Like Charity, she had been reborn. But her rebirth, unlike Charity's, had been a bitter one, sought without regard for responsibility or consequence until both had risen up and overwhelmed her.

She went out among the stars, found the one she was looking for, and went down on one knee before the Woman robed in blue and silver. Her gray eyes were untroubled, serene, and Mirya wished that she could have some of what they contained, because what she saw was the past, the present, and the countless futures fused into a simple Being in which grief, sorrow, and pain had no place.

“Be at peace, child.”

“It is not easy to find peace,” Mirya whispered. “I hate what I did.”

“I know.”

“How do I leave it?”

“You accepted it. That was the first step. Remember this: Your pattern, your dance, meshes with many others, and your path is shaped by what it crosses. Would you want sovereignty over all?”

Mirya bent her head. “I would not.”

“It is well, If you had killed Roger, by your own admission you would have failed. In a way, you triumphed.”

Mirya's eyes flashed in spite of her tears. “Triumph? How do I live with my triumph?”

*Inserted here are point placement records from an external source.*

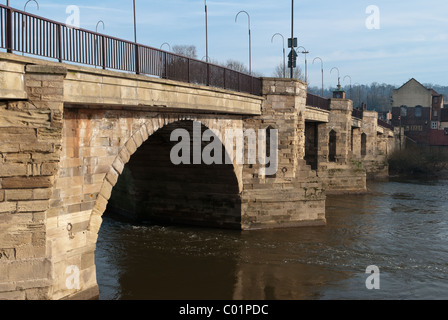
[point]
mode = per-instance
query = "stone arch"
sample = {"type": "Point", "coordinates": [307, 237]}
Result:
{"type": "Point", "coordinates": [146, 130]}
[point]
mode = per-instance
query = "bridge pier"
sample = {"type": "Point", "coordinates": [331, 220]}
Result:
{"type": "Point", "coordinates": [339, 172]}
{"type": "Point", "coordinates": [294, 196]}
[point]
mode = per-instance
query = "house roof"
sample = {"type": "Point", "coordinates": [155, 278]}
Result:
{"type": "Point", "coordinates": [433, 92]}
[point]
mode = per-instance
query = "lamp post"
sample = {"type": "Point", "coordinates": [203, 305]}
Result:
{"type": "Point", "coordinates": [322, 70]}
{"type": "Point", "coordinates": [165, 43]}
{"type": "Point", "coordinates": [96, 38]}
{"type": "Point", "coordinates": [284, 63]}
{"type": "Point", "coordinates": [350, 85]}
{"type": "Point", "coordinates": [206, 31]}
{"type": "Point", "coordinates": [135, 25]}
{"type": "Point", "coordinates": [24, 8]}
{"type": "Point", "coordinates": [292, 37]}
{"type": "Point", "coordinates": [250, 47]}
{"type": "Point", "coordinates": [305, 52]}
{"type": "Point", "coordinates": [339, 82]}
{"type": "Point", "coordinates": [24, 23]}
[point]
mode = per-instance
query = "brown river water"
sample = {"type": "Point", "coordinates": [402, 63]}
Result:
{"type": "Point", "coordinates": [401, 227]}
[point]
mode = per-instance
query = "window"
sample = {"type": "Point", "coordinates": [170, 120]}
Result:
{"type": "Point", "coordinates": [418, 111]}
{"type": "Point", "coordinates": [434, 125]}
{"type": "Point", "coordinates": [403, 111]}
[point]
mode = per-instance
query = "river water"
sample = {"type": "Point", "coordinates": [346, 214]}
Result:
{"type": "Point", "coordinates": [401, 227]}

The Lady turned half away and watched the stars for some minutes, then sat down on the grass beside the Elf. “There was a maid came out of Maris, once upon a time,” She said. The light glistened in Her eyes, and Mirya wondered if She wept. “She was burdened with great powers. She was filled with anger and hate, and she would turn those emotions on others, whether they were deserving or not.”

“Lady, I—”

“Hear me. But she is not angry anymore, and the only hate she feels is directed at something she did . . . once. This is not ideal, but it is an improvement.” She looked at Mirya. “And how did she arrive at this improvement?”

“I grew, Lady.”

“In spite of yourself. Now, knowing what you are doing, you may find your way easier. Take comfort in that. I cannot say
Deny your pain.
There is no life without pain. But use it. Grow beyond it. And do not deny your joy, either, for without it, life has no meaning.”

“Varden was right, then?”

“About being on a path?” She smiled. “He was indeed. But then, everyone is on a path, so it was an obvious conclusion.”